|
Chcesz wiedzieć więcej? Zamów dobrą książkę. Propozycje Racjonalisty: | | |
|
|
|
|
Outlook on life » »
Bardzo nieelegncka hipoteza Boga [6] Author of this text: Lucjan Ferus
A co z Synem Bożym — Jezusem Chrystusem — który został
Odkupicielem i Zbawicielem grzesznej ludzkości? Mamy tu do czynienia już wyłącznie z prawdą historyczną, czy raczej z następnym mitem, tyle że dużo młodszym
od poprzednich? Pozwolę sobie w tym miejscu zacytować fragmenty doskonale
napisanej książki p.

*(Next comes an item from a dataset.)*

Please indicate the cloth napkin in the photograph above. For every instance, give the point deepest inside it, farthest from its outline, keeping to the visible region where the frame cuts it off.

Jerzego Cepika Jak człowiek stworzył bogów:
„Jezus
jako postać łącząca Stary Testament z Nowym,
łączył w sobie wszystkie cechy starych bogów, także to, że tak często
występowali oni pod postacią Trójcy, czyli jednego boga, jednej boskiej siły w różnych postaciach działającej".

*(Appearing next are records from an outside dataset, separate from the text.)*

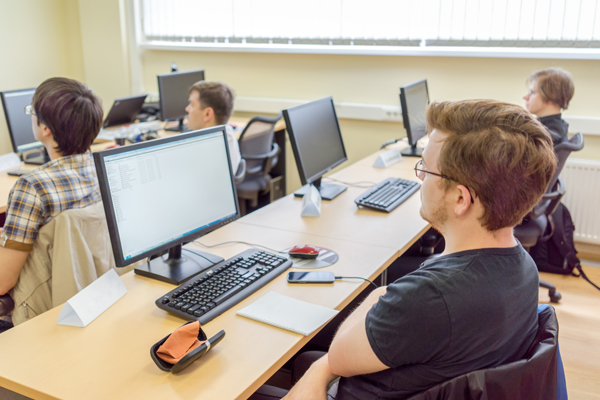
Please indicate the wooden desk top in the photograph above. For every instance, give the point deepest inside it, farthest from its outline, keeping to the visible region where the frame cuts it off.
(109, 359)
(342, 219)
(7, 181)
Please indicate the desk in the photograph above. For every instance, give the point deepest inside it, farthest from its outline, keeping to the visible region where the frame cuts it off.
(110, 358)
(7, 181)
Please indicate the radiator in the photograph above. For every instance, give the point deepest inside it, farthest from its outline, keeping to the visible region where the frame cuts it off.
(582, 198)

„Na życiorys Jezusa składają się bogate stare mity i rytuały świata
starożytnego, sięgające nawet w prehistorię /.../ Na Krecie znano np. grób
śmiertelnego Zeusa, boga, który dzielił chleb i wino, umierał i zmartwychwstawał /../ Podczas wiosennych misteriów Wielkiej Matki Kybelii
/.../ jej kapłani oznajmiali: "Radujcie się, gdyż Bóg jest zbawiony i wy
także będziecie zbawieni". Zbawienie mieli uzyskać wtajemniczeni w misteria
Izydy i Ozyrysa /../ Idea tych misteriów podyktowała autorom Egipskiej Księgi
Umarłych takie słowa: „Jak prawdą jest to, że żył Ozyrys, tak i on (zmarły)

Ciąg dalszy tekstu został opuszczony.